Normal deterioration and the probability of intervening contributory acts, known to a plaintiff (or his predecessors in interest) but not to the defendant, affect the property each day and year. The plaintiff or his predecessors in interest are in control and possession of the property and know of its use (or abuse). Due to the passage of time the defendant conceivably has destroyed his records, forgotten the job or product, lost track of his employees, and is left at the mercy of plaintiff. These considerations are especially true in the instant case where plaintiffs affirmatively alleged that their predecessors in interest had knowledge of the defects (par. V) during the 18-year intervening period, apparently suffered no injury and took no corrective action. Prompt action upon receipt of knowledge conceivably could have minimized or even prevented the alleged injury in August 1966.

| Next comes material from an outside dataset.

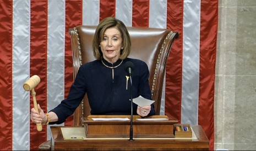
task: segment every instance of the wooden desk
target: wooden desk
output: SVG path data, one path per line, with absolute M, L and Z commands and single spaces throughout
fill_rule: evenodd
M 209 140 L 201 126 L 192 126 L 198 140 L 64 140 L 61 127 L 51 127 L 52 150 L 209 150 Z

We hold that under the facts of this case, as a matter of law, any legal duty the contractor had to protect purchasers of the property from damages caused by defects in construction has expired by lapse of time.
FOOTNOTE. FNa. Advance Report citation: 267 A.C.A. 254.
FOOTNOTE. Advance Report Citation: 267 A.C.A. 254, 279—280.
1. ‘(T)he soil and water underneath and around said house began to settle, move, expand, contract and expert stress against and throughout said house, and said house began to settle, move, crack, become disaligned and split open. * * *’ (Par. VII.)
2. ‘* * * to locate said house on unsteady ground, including expansive soil, and to build or install one or more septic tanks too near said house, and to lay water, sewer and leach lines improperly and upon unstable footings and with improper closures, all without compensating structural safeguards. * * *’ (Par. V.)
FOOTNOTE. FNc. Advance Report citation: 269 A.C.A. 224, 227—229.
FOOTNOTE. FNd. Advance Report citation: 267 A.C.A. 254, 271—273.
SCHWEITZER, Associate Justice.
SHINN, J.*, concurs.COBEY, J., concurs in the judgment. Hearing denied; MOSK, J., dissenting.